We rest for a while on a painting called Folding Woman (2009), the first in which Werner explicitly began to accentuate the cut. “This was Nicole Kidman, actually,” Werner explains. “I subscribed to Vogue, and the magazine arrived and accidentally had folded exactly like this. So I just taped it on my studio wall and it sat there for years and I did nothing with it. And then one day I was like, ‘I don’t know what to paint, I’ll just paint that,’ and it kind of opened up all of this.”
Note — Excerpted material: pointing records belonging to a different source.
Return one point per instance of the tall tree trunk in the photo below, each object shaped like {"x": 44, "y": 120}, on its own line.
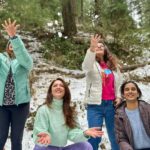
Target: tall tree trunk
{"x": 82, "y": 10}
{"x": 98, "y": 11}
{"x": 68, "y": 15}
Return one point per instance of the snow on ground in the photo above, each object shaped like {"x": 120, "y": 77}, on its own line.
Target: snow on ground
{"x": 77, "y": 87}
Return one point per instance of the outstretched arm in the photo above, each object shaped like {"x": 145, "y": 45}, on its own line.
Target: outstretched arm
{"x": 19, "y": 49}
{"x": 90, "y": 56}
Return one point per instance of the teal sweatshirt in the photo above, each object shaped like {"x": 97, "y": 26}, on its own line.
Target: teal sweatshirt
{"x": 51, "y": 121}
{"x": 21, "y": 67}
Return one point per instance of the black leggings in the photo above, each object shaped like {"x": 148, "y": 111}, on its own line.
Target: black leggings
{"x": 14, "y": 116}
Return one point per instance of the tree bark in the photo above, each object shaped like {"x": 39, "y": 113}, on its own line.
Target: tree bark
{"x": 68, "y": 15}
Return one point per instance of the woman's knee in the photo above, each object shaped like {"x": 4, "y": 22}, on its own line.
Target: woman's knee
{"x": 38, "y": 147}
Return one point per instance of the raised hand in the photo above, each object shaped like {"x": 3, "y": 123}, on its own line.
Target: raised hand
{"x": 94, "y": 41}
{"x": 44, "y": 138}
{"x": 94, "y": 132}
{"x": 10, "y": 27}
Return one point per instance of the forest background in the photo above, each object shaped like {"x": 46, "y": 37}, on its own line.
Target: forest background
{"x": 64, "y": 27}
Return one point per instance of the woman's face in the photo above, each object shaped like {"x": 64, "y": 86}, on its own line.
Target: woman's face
{"x": 58, "y": 90}
{"x": 100, "y": 50}
{"x": 130, "y": 92}
{"x": 9, "y": 49}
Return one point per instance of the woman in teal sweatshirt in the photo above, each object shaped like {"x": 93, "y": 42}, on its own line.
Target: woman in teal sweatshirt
{"x": 15, "y": 66}
{"x": 55, "y": 122}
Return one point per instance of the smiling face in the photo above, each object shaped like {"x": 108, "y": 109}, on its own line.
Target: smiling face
{"x": 9, "y": 49}
{"x": 100, "y": 50}
{"x": 58, "y": 89}
{"x": 131, "y": 92}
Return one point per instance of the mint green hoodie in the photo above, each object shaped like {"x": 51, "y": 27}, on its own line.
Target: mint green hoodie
{"x": 51, "y": 121}
{"x": 21, "y": 66}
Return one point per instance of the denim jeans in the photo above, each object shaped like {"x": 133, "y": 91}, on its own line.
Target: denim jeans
{"x": 76, "y": 146}
{"x": 14, "y": 117}
{"x": 95, "y": 115}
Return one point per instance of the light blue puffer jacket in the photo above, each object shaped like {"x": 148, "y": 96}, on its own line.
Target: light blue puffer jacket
{"x": 21, "y": 67}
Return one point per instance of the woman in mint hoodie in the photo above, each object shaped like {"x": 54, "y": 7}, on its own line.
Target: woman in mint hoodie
{"x": 55, "y": 122}
{"x": 15, "y": 65}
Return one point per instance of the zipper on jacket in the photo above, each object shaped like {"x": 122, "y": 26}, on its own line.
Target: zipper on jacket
{"x": 90, "y": 90}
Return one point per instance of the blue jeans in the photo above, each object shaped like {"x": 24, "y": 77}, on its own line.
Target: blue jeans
{"x": 95, "y": 116}
{"x": 14, "y": 116}
{"x": 76, "y": 146}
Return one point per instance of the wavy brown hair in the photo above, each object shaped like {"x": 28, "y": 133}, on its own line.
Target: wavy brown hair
{"x": 69, "y": 112}
{"x": 109, "y": 58}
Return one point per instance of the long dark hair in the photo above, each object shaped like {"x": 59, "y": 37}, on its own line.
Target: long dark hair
{"x": 109, "y": 58}
{"x": 69, "y": 112}
{"x": 127, "y": 82}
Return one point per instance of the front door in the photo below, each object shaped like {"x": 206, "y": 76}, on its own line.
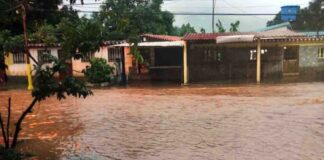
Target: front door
{"x": 291, "y": 61}
{"x": 68, "y": 63}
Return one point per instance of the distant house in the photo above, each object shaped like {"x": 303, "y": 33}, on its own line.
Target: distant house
{"x": 163, "y": 58}
{"x": 275, "y": 53}
{"x": 234, "y": 56}
{"x": 17, "y": 61}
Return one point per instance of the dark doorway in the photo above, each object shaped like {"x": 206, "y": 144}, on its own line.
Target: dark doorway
{"x": 291, "y": 61}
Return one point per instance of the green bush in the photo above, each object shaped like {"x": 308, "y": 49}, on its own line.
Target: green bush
{"x": 99, "y": 71}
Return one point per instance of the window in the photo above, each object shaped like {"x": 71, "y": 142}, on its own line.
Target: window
{"x": 43, "y": 56}
{"x": 253, "y": 54}
{"x": 115, "y": 54}
{"x": 19, "y": 58}
{"x": 290, "y": 53}
{"x": 320, "y": 53}
{"x": 87, "y": 57}
{"x": 212, "y": 55}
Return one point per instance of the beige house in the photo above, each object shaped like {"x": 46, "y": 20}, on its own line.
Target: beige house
{"x": 17, "y": 61}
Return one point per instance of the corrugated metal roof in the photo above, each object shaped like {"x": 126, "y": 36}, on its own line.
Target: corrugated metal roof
{"x": 154, "y": 44}
{"x": 279, "y": 33}
{"x": 275, "y": 33}
{"x": 235, "y": 38}
{"x": 42, "y": 45}
{"x": 212, "y": 36}
{"x": 163, "y": 37}
{"x": 281, "y": 25}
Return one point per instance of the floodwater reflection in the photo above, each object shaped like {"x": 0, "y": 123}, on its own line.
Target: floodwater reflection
{"x": 199, "y": 122}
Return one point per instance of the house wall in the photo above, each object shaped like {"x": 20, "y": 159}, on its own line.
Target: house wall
{"x": 128, "y": 61}
{"x": 310, "y": 66}
{"x": 220, "y": 63}
{"x": 21, "y": 69}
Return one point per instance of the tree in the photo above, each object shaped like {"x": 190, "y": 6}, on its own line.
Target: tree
{"x": 87, "y": 39}
{"x": 309, "y": 18}
{"x": 183, "y": 30}
{"x": 202, "y": 30}
{"x": 235, "y": 26}
{"x": 220, "y": 27}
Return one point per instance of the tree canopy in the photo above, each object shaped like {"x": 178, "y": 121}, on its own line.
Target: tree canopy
{"x": 183, "y": 30}
{"x": 308, "y": 19}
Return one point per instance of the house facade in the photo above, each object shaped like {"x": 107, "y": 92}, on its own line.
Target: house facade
{"x": 117, "y": 57}
{"x": 255, "y": 56}
{"x": 275, "y": 54}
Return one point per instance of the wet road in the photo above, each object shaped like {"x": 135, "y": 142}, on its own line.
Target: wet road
{"x": 243, "y": 122}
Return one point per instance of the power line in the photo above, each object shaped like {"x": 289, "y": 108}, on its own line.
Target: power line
{"x": 175, "y": 13}
{"x": 180, "y": 13}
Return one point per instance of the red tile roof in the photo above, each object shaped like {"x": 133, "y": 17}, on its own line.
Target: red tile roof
{"x": 42, "y": 45}
{"x": 211, "y": 36}
{"x": 163, "y": 37}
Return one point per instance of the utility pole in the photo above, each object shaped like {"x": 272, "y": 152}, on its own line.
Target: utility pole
{"x": 213, "y": 18}
{"x": 24, "y": 5}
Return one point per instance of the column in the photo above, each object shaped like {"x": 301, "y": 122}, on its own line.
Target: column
{"x": 258, "y": 69}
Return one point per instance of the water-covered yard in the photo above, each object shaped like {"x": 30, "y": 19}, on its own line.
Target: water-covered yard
{"x": 238, "y": 122}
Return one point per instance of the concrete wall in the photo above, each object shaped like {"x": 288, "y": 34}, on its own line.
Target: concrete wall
{"x": 234, "y": 63}
{"x": 310, "y": 66}
{"x": 78, "y": 66}
{"x": 21, "y": 69}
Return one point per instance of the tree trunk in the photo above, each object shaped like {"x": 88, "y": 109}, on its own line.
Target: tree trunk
{"x": 21, "y": 119}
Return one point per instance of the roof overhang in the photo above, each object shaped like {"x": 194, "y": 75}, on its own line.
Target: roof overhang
{"x": 234, "y": 39}
{"x": 153, "y": 44}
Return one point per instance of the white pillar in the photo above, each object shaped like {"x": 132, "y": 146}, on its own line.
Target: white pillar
{"x": 185, "y": 63}
{"x": 258, "y": 69}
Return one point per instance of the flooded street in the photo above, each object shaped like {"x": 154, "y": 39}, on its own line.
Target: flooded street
{"x": 200, "y": 122}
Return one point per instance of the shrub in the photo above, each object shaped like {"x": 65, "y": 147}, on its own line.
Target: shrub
{"x": 99, "y": 71}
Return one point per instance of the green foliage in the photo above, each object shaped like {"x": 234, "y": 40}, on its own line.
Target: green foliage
{"x": 11, "y": 43}
{"x": 308, "y": 19}
{"x": 99, "y": 71}
{"x": 45, "y": 85}
{"x": 82, "y": 36}
{"x": 202, "y": 30}
{"x": 183, "y": 30}
{"x": 45, "y": 34}
{"x": 220, "y": 27}
{"x": 235, "y": 26}
{"x": 276, "y": 20}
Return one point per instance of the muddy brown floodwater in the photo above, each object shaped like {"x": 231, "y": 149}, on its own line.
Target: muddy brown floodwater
{"x": 201, "y": 122}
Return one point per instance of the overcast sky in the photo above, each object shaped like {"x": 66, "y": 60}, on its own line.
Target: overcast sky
{"x": 248, "y": 23}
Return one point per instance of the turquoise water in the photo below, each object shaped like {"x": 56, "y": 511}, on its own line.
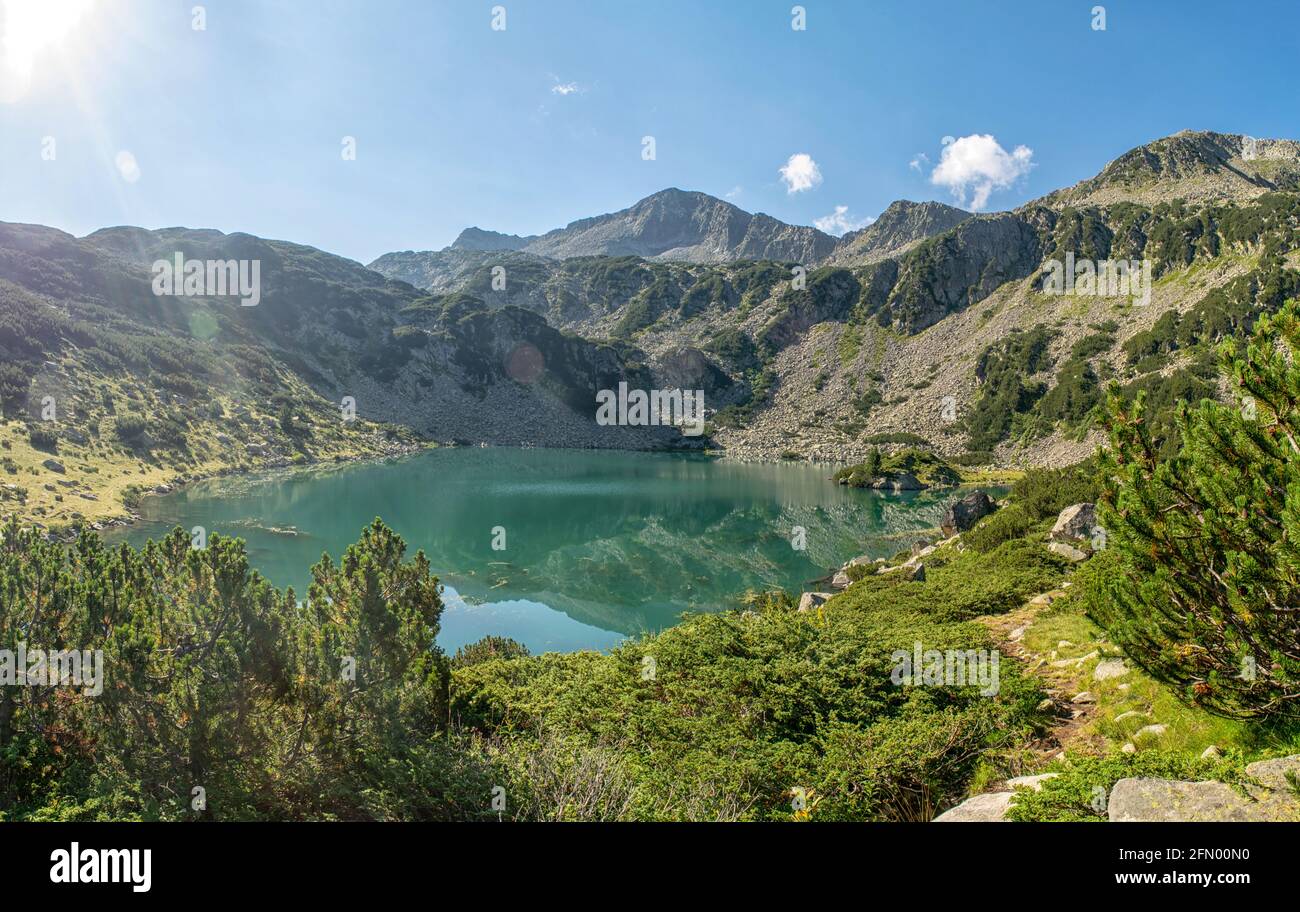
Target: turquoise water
{"x": 598, "y": 546}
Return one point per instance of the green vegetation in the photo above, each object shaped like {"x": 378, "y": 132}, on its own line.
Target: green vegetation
{"x": 927, "y": 468}
{"x": 1204, "y": 551}
{"x": 330, "y": 708}
{"x": 744, "y": 707}
{"x": 1002, "y": 370}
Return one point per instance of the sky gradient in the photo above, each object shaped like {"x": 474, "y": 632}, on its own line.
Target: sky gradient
{"x": 239, "y": 126}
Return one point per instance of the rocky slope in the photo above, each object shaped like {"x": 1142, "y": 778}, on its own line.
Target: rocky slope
{"x": 906, "y": 334}
{"x": 887, "y": 335}
{"x": 898, "y": 228}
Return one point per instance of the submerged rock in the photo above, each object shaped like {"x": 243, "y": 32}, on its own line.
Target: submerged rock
{"x": 810, "y": 600}
{"x": 966, "y": 512}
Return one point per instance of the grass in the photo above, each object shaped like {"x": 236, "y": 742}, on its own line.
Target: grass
{"x": 103, "y": 476}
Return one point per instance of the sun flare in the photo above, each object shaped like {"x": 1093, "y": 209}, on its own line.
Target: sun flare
{"x": 29, "y": 29}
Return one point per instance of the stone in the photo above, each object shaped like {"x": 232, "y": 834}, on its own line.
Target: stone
{"x": 1151, "y": 730}
{"x": 1109, "y": 668}
{"x": 1132, "y": 713}
{"x": 1067, "y": 551}
{"x": 966, "y": 512}
{"x": 905, "y": 481}
{"x": 989, "y": 807}
{"x": 1161, "y": 800}
{"x": 1075, "y": 522}
{"x": 1032, "y": 782}
{"x": 810, "y": 600}
{"x": 1273, "y": 773}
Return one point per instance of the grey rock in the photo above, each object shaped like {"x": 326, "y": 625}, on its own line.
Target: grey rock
{"x": 1160, "y": 800}
{"x": 1109, "y": 668}
{"x": 810, "y": 600}
{"x": 966, "y": 512}
{"x": 1075, "y": 522}
{"x": 992, "y": 806}
{"x": 1273, "y": 773}
{"x": 1132, "y": 713}
{"x": 1034, "y": 782}
{"x": 1067, "y": 551}
{"x": 905, "y": 481}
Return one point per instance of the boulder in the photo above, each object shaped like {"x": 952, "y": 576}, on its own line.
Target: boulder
{"x": 1074, "y": 522}
{"x": 1151, "y": 730}
{"x": 989, "y": 807}
{"x": 810, "y": 600}
{"x": 1132, "y": 713}
{"x": 1067, "y": 551}
{"x": 905, "y": 481}
{"x": 1273, "y": 773}
{"x": 966, "y": 512}
{"x": 1034, "y": 782}
{"x": 1109, "y": 668}
{"x": 1160, "y": 800}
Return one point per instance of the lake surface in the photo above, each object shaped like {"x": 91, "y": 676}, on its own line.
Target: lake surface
{"x": 599, "y": 546}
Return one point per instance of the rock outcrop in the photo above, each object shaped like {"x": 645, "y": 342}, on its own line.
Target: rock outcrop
{"x": 962, "y": 515}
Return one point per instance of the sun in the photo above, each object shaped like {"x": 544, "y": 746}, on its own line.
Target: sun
{"x": 27, "y": 29}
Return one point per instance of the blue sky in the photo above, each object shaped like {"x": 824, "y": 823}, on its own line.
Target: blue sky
{"x": 239, "y": 126}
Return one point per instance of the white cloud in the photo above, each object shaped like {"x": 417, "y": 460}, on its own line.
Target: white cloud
{"x": 840, "y": 222}
{"x": 800, "y": 173}
{"x": 976, "y": 165}
{"x": 562, "y": 87}
{"x": 128, "y": 166}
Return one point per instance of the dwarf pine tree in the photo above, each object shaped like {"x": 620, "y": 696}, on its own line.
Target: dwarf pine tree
{"x": 1201, "y": 586}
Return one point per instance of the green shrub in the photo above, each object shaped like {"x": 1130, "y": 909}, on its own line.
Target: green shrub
{"x": 1044, "y": 493}
{"x": 1005, "y": 525}
{"x": 1205, "y": 554}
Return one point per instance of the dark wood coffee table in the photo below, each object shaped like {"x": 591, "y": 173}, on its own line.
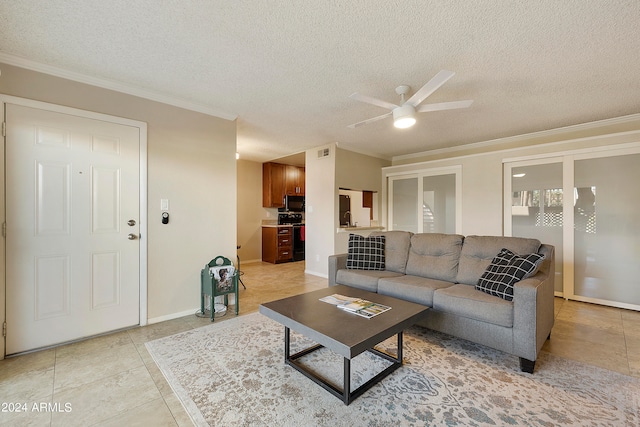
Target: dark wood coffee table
{"x": 347, "y": 334}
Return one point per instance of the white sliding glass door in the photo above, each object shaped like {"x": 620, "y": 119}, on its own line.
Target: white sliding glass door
{"x": 426, "y": 202}
{"x": 607, "y": 229}
{"x": 587, "y": 205}
{"x": 403, "y": 204}
{"x": 535, "y": 206}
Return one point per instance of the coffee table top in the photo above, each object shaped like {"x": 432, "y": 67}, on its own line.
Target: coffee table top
{"x": 345, "y": 333}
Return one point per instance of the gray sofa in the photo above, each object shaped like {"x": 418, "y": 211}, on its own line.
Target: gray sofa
{"x": 441, "y": 271}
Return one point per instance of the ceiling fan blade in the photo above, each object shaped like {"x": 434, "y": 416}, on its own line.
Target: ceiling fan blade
{"x": 364, "y": 122}
{"x": 431, "y": 86}
{"x": 374, "y": 101}
{"x": 444, "y": 106}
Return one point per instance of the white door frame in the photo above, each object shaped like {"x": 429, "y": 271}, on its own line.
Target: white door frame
{"x": 143, "y": 194}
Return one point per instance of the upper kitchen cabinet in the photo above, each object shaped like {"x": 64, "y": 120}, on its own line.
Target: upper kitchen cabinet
{"x": 294, "y": 180}
{"x": 279, "y": 180}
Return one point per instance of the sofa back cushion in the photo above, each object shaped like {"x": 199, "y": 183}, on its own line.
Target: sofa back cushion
{"x": 478, "y": 251}
{"x": 435, "y": 256}
{"x": 396, "y": 249}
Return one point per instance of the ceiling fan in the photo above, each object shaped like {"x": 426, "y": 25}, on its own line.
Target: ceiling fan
{"x": 404, "y": 114}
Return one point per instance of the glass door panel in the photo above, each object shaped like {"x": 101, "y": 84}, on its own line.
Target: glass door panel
{"x": 439, "y": 204}
{"x": 404, "y": 204}
{"x": 607, "y": 226}
{"x": 537, "y": 207}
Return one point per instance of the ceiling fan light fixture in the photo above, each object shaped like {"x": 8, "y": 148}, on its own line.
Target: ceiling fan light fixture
{"x": 404, "y": 116}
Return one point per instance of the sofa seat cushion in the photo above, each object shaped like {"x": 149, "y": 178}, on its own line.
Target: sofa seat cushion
{"x": 363, "y": 279}
{"x": 466, "y": 301}
{"x": 478, "y": 251}
{"x": 396, "y": 249}
{"x": 435, "y": 256}
{"x": 411, "y": 288}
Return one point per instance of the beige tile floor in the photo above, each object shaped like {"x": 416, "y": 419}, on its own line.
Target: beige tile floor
{"x": 112, "y": 381}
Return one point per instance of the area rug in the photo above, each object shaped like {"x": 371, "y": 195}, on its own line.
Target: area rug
{"x": 232, "y": 373}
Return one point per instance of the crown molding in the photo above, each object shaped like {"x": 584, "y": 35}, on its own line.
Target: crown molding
{"x": 361, "y": 151}
{"x": 112, "y": 85}
{"x": 520, "y": 138}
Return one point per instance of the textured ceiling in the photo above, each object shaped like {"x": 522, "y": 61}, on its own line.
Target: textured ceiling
{"x": 286, "y": 69}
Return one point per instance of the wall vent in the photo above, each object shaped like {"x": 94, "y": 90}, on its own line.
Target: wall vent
{"x": 323, "y": 153}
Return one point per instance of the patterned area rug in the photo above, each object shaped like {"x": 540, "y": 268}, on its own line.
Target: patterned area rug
{"x": 232, "y": 373}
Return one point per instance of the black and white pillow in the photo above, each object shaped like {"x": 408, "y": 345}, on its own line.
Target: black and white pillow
{"x": 365, "y": 253}
{"x": 505, "y": 269}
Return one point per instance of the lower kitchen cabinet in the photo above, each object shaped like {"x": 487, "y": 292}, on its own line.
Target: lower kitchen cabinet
{"x": 277, "y": 244}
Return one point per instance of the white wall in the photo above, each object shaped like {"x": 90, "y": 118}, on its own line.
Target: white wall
{"x": 321, "y": 205}
{"x": 191, "y": 162}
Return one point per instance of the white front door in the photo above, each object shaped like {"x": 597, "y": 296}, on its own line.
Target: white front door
{"x": 73, "y": 218}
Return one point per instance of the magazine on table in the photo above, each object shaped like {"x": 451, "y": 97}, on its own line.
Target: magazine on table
{"x": 359, "y": 306}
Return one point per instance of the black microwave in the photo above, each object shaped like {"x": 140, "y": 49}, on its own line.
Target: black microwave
{"x": 294, "y": 203}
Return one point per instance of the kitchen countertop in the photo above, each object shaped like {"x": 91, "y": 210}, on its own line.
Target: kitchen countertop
{"x": 367, "y": 228}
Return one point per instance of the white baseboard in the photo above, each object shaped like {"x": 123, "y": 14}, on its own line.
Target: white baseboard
{"x": 315, "y": 273}
{"x": 172, "y": 316}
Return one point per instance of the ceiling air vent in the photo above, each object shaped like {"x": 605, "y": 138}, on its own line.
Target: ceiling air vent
{"x": 323, "y": 153}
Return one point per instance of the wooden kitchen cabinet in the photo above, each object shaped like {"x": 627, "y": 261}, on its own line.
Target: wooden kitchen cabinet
{"x": 273, "y": 185}
{"x": 279, "y": 180}
{"x": 277, "y": 244}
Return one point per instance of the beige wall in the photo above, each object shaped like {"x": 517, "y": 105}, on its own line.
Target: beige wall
{"x": 325, "y": 176}
{"x": 250, "y": 210}
{"x": 191, "y": 162}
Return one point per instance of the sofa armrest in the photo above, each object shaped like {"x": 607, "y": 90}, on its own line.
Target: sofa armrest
{"x": 533, "y": 310}
{"x": 336, "y": 262}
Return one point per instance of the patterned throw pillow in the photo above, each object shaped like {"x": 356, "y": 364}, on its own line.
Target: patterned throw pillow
{"x": 506, "y": 269}
{"x": 365, "y": 253}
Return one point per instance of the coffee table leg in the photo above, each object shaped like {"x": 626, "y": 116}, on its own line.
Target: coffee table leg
{"x": 346, "y": 395}
{"x": 346, "y": 389}
{"x": 287, "y": 344}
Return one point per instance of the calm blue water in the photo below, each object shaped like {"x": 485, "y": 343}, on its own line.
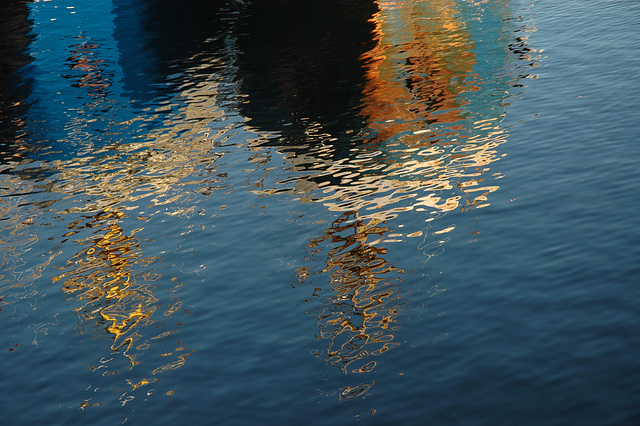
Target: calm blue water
{"x": 420, "y": 212}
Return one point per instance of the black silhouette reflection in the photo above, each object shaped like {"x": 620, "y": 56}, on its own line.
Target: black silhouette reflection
{"x": 15, "y": 25}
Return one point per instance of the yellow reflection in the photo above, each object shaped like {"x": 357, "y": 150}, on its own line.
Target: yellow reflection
{"x": 357, "y": 315}
{"x": 102, "y": 276}
{"x": 433, "y": 113}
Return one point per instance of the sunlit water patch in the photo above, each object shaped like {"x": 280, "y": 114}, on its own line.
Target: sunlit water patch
{"x": 233, "y": 211}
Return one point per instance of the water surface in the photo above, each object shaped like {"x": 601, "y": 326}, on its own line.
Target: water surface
{"x": 319, "y": 212}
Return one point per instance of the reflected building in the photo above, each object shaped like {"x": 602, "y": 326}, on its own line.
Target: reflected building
{"x": 377, "y": 110}
{"x": 415, "y": 128}
{"x": 15, "y": 26}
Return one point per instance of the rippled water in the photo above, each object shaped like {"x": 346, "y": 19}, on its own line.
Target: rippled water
{"x": 319, "y": 212}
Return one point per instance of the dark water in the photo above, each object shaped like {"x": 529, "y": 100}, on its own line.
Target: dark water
{"x": 317, "y": 212}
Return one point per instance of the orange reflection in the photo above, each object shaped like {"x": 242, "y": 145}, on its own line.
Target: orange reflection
{"x": 433, "y": 128}
{"x": 423, "y": 86}
{"x": 358, "y": 314}
{"x": 103, "y": 278}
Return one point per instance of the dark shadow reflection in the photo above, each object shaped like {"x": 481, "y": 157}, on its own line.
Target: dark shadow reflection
{"x": 15, "y": 26}
{"x": 299, "y": 66}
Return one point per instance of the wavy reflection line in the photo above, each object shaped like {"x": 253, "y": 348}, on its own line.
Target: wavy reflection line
{"x": 362, "y": 299}
{"x": 427, "y": 146}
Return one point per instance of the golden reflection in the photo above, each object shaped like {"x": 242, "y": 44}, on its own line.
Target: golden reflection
{"x": 105, "y": 278}
{"x": 359, "y": 310}
{"x": 433, "y": 110}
Looking around at all the beheaded women with orphan limbs induces an almost carnivalesque atmosphere. I chose to solve the withholding of the cuts by interpreting them instead as folds, like the Fold-Ins the cartoonist Al Jaffee made famous on the back pages of Mad Magazine, which revealed a hidden message when the page was folded over.

“There’s no verbal or narrative solution,” Werner tells me. “There’s something about how the pieces come together that, in a sense, answers the problem that’s set up in the painting. In terms of a physical understanding and processing, I believe that if you respond to the images, it’s a physical response to something that’s happening that’s activated in the colour, and the tonalities, and the movement, and composition. Those things we somehow physically understand. Even if it’s not translatable into something that’s coherent in verbal terms. That’s why it’s not verbal. It’s another language.”

I ask if Werner sees painting as a language. “I do. I do, yeah,” she affirms.

“And I think of myself as a kind of formalist, an abstract painter. Even though they’re figurative, it’s very abstract in how I solve the problem. How the colours operate, it’s an abstract language.”◼︎

Call Me When You Start Wearing Red runs January 21st – February 25th, 2023, at Anat Ebgi Gallery.